Our courts have in numerous judgments emphasised that it is illegitimate for the judiciary to overstep its constitutional role and usurp Parliament's power by acting as a "mini-legislature". Conversely, it is equally important for Parliament not to attempt to curtail judicial powers which have been enshrined under the Constitution.

PROCEDURAL RULES

Third, the Bill further seeks to empower the minister to make extensive new rules of practice and procedure for hearings before the reviewing tribunal which risk undermining the ability of persons to fairly challenge the Government's decisions under Fica.

It is unclear what the eventual rules of procedure will be and how they will impact the ability of persons to fairly challenge ministerial and other decisions under Fica.

The sub-sections of the Bill, however, give a clue. It is not inconceivable that the new rules may:

• Alter the burden of proof and rules on admissibility of evidence from those which apply in court proceedings. If so, these changes could have far-reaching implications for persons affected by Fica orders.

• Require the reviewing tribunal to hear appeals without the affected person "having been given full particulars of the reasons for any conduct" which is the subject of the appeal.
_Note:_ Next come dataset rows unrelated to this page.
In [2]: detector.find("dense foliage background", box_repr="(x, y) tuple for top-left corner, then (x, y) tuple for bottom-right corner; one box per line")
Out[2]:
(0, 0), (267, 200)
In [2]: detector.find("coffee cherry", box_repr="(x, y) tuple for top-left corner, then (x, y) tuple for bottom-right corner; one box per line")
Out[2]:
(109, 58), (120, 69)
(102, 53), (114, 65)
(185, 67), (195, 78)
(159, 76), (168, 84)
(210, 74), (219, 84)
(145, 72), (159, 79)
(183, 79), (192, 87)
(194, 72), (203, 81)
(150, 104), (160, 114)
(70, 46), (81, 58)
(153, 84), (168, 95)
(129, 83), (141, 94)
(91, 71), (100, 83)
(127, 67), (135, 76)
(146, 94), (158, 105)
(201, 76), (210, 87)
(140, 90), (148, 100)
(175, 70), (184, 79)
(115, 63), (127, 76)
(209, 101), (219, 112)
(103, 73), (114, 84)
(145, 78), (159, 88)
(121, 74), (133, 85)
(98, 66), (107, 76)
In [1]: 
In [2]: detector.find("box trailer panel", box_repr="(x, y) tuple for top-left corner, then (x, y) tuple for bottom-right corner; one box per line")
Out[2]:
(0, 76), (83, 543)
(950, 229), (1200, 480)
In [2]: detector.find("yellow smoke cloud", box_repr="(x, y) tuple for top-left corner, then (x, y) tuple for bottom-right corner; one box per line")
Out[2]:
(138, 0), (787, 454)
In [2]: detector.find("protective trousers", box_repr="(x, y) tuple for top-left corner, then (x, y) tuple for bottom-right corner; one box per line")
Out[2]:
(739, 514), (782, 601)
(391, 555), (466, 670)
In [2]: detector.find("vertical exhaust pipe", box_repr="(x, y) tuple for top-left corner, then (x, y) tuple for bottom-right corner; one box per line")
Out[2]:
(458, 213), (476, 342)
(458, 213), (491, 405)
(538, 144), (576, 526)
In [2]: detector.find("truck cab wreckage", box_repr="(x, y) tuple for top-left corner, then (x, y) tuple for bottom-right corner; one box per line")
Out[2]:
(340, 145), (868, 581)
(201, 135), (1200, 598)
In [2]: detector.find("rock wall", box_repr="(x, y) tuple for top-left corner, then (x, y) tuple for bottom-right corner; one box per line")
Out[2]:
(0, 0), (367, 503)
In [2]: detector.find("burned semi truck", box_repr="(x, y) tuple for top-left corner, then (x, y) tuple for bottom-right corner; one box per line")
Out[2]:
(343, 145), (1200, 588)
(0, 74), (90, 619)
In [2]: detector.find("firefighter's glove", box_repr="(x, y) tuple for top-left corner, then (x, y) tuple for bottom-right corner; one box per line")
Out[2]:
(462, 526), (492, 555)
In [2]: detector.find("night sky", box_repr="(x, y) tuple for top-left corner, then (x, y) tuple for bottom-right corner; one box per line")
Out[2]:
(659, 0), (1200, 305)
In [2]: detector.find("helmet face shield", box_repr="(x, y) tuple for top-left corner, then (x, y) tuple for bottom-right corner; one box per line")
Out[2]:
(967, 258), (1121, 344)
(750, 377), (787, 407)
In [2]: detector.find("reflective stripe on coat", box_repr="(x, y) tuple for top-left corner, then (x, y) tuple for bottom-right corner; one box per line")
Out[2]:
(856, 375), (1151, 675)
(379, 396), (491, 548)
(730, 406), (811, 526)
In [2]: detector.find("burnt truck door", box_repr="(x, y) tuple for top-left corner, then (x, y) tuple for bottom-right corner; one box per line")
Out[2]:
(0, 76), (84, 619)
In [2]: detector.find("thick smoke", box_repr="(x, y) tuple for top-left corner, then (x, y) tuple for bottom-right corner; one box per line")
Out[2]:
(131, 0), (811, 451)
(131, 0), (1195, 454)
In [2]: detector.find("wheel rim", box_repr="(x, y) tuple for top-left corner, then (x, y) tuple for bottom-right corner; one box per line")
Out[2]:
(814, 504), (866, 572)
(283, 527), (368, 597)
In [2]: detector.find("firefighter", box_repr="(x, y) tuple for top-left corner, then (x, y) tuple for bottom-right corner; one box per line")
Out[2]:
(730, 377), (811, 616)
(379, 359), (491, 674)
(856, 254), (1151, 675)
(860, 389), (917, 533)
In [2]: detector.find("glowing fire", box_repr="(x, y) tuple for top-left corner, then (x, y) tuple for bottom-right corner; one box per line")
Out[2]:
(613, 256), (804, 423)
This begs an important question: How is an affected person to fairly challenge Fica orders if he or she is not given full particulars of the reasons for any conduct?

• Enable or require the reviewing tribunal "to give a summary of any evidence taken in its absence" to the affected person. One of the principal features of the court system is the right of a person to have evidence taken in his presence and to challenge any adverse evidence. The Bill's new rules seem to contemplate a fundamental inroad into this important principle.

• Appoint a person to represent the interest of the party which files the appeal to the reviewing tribunal. This suggests that affected persons may not have the right to appoint their own lawyers in reviewing tribunal proceedings. This, too, is of concern.

The cumulative effect of the eventual rules can be very far-reaching indeed. They could well operate to unfairly prejudice the ability of affected persons to challenge Fica orders.

Given these potential implications, prudence dictates that Parliament should direct that the rules should not take effect automatically. Instead, the rules should be separately approved by Parliament so that members may scrutinise them and assess their fairness.

One final point. Given the importance of this Bill and the legitimate concerns which arise concerning its provisions, a hurried passage should be avoided. The Bill and its Explanatory Statement run into 249 pages, covering 127 separate clauses. It is a very substantial piece of legislation.

If the Bill is debated at Parliament's next sitting on Oct 4 to 5, that leaves just under three weeks from introduction to debate. If so, it is difficult to understand why the passage of this Bill is being rushed or why the debate on the Bill cannot be pushed back by one to two months to allow for proper scrutiny and consultation with a wider range of stakeholders.

Just earlier this year, the Government established a two-month-long public consultation process for the Copyright Bill.

A rushed passage of the Fica Bill would be undesirable.

• Harpreet Singh Nehal is a Senior Counsel and managing partner of Audent Chambers LLC.